Text-to-speech conversion

With ailia AI Voice, it is possible to use the Tacotron2 and GPT-SoVITS (v1/v2/v2-pro/v3) algorithms for speech synthesis.

GPT-SoVITS Model Comparison

GPT-SoVITS is available in multiple versions, each suited for different use cases.

Feature	v1	v2	v3	v2-pro
Highlights	Initial model	Added accent support	High-quality synthesis	Fast and high-quality
Japanese accent	No	Yes	Yes	Yes
Chinese G2P	jieba	g2pw + jieba	g2pw + jieba	g2pw + jieba
Playback speed control	No	Yes	Yes	Yes
Inference speed	Fast	Fast	Slow	Fast
Synthesis method	HiFi-GAN	HiFi-GAN	CFM+DiT+BigVGAN (diffusion)	HiFi-GAN + speaker vector
Output sample rate	32kHz	32kHz	32kHz	32kHz

v1/v2: Lightweight and fast, ideal for real-time applications. v2 improves Japanese accent (pitch) reproduction compared to v1.
v3: The highest quality model using diffusion (CFM+DiT) and BigVGAN. Produces the best audio quality but requires more inference time.
v2-pro: The latest GPT-SoVITS model. It combines v3's text analysis (T2S) pipeline with v2's fast vocoder, enhanced with Speaker Verification embeddings for better voice cloning. Recommended when you need a balance of speed and quality.

Text-to-speech model

To synthesize Japanese speech, it is necessary to convert Japanese text into phonemes, and OpenJtalk is used for the conversion to phonemes. OpenJtalk is integrated into the ailia AI Voice library.

Japanese speech synthesis

To synthesize Japanese speech, it is necessary to convert Japanese text into phonemes, and OpenJtalk is used for the conversion to phonemes. OpenJtalk is incorporated into the ailia AI Voice library.

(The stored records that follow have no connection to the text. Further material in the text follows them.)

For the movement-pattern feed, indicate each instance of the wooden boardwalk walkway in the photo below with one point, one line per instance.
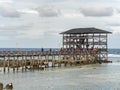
(40, 60)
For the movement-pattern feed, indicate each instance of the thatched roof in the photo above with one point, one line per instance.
(84, 31)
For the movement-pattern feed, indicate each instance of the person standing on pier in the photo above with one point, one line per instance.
(42, 50)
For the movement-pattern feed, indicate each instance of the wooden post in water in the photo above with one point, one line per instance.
(8, 62)
(13, 61)
(4, 69)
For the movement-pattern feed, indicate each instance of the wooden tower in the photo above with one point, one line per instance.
(86, 40)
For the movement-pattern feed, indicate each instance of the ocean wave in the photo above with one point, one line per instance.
(113, 55)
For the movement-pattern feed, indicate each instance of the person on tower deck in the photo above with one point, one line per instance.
(61, 50)
(50, 51)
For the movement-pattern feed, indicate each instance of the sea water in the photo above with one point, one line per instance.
(84, 77)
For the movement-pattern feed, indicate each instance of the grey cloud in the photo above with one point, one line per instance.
(16, 27)
(9, 12)
(114, 24)
(96, 11)
(48, 11)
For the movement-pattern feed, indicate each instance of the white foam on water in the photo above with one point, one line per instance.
(113, 55)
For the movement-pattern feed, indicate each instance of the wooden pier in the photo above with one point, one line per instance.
(37, 60)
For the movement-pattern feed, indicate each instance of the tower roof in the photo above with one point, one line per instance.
(84, 31)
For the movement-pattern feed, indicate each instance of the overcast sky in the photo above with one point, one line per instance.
(37, 23)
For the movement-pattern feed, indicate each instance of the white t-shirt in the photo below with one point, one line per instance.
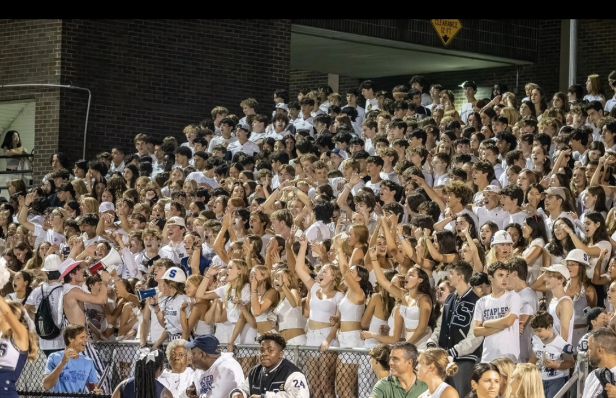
(552, 351)
(488, 308)
(224, 375)
(47, 236)
(528, 306)
(171, 308)
(497, 215)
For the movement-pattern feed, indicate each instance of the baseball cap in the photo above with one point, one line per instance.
(340, 153)
(501, 237)
(491, 189)
(175, 274)
(556, 191)
(106, 206)
(207, 343)
(577, 255)
(469, 83)
(559, 268)
(282, 106)
(67, 266)
(175, 220)
(52, 263)
(243, 126)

Voice synthesis in any tone of voice

When using GPT-SoVITS, it is possible to synthesize speech in any voice timbre by providing an audio file of about 10 seconds.

User Dictionary

By defining a user dictionary, it is possible to correct the pronunciation of Japanese. It is also possible to use the standard user dictionary of GPT-SoVITS v3.

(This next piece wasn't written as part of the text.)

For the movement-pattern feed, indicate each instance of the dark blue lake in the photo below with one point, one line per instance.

Standard user dictionary of GPT-SoVITS v3

GPU usage

On Windows and Linux, it is possible to perform inference on the GPU with cuDNN. In order to use cuDNN, please install the CUDA Toolkit and cuDNN from the NVIDIA website:

Please install the CUDA Toolkit by following the installer instructions. For cuDNN, after downloading it (and uncompressing it) please adjust the environment variable PATH to reflect its location. You need to register as NVIDIA developper in order to download these libraries.

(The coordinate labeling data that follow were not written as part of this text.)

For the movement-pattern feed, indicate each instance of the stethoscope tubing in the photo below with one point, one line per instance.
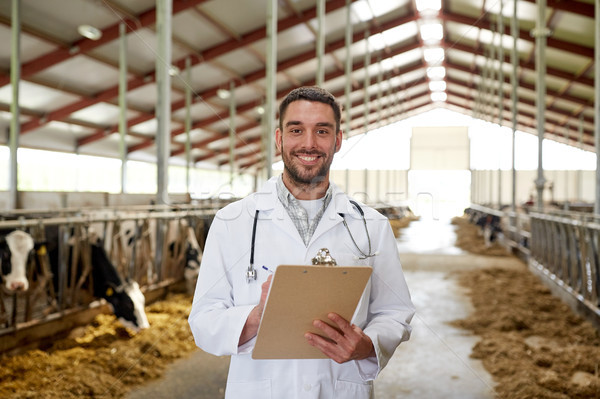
(251, 272)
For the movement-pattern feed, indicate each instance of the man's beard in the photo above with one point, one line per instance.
(304, 179)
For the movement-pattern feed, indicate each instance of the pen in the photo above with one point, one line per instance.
(267, 269)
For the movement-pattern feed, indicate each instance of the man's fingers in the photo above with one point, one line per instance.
(342, 323)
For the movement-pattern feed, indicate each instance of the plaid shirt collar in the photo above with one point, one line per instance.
(298, 214)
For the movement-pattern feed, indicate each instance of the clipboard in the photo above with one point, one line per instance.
(299, 295)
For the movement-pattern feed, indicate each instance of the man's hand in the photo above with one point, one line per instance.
(251, 327)
(348, 342)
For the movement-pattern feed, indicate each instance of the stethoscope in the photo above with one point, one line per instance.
(251, 272)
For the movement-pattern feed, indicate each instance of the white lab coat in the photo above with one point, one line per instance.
(223, 299)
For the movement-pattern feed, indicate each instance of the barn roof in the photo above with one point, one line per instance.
(70, 83)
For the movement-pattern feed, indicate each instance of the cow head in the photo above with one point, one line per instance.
(15, 250)
(127, 302)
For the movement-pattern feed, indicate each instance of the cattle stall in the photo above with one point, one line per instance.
(561, 247)
(147, 245)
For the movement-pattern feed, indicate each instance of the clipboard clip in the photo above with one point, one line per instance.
(323, 257)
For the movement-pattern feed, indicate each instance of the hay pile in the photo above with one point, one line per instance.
(531, 342)
(468, 238)
(103, 359)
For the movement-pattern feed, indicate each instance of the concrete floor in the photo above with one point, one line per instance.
(435, 363)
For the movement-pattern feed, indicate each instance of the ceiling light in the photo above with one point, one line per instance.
(438, 96)
(90, 32)
(223, 94)
(376, 42)
(174, 70)
(436, 73)
(362, 10)
(432, 31)
(429, 5)
(433, 55)
(437, 85)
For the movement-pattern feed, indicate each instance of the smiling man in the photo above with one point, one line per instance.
(287, 222)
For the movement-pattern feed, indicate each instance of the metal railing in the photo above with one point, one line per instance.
(129, 237)
(568, 249)
(563, 245)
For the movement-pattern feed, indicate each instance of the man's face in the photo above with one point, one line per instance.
(308, 141)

Creating a user dictionary

To create a user dictionary, prepare a userdic.csv like the one below. The 0/5 at the end indicates that there are 5 morae, and the accent is on the 0th position.

超電磁砲,,,1,名詞,固有名詞,一般,*,*,*,超電磁砲,レールガン,レールガン,0/5,*

The user dictionary is converted from a CSV file to a dic file using pyopenjtalk.

import pyopenjtalk

pyopenjtalk.mecab_dict_index("userdic.csv", "userdic.dic")

The converted dic file can be loaded by executing the ailiaVoiceSetUserDictionary API.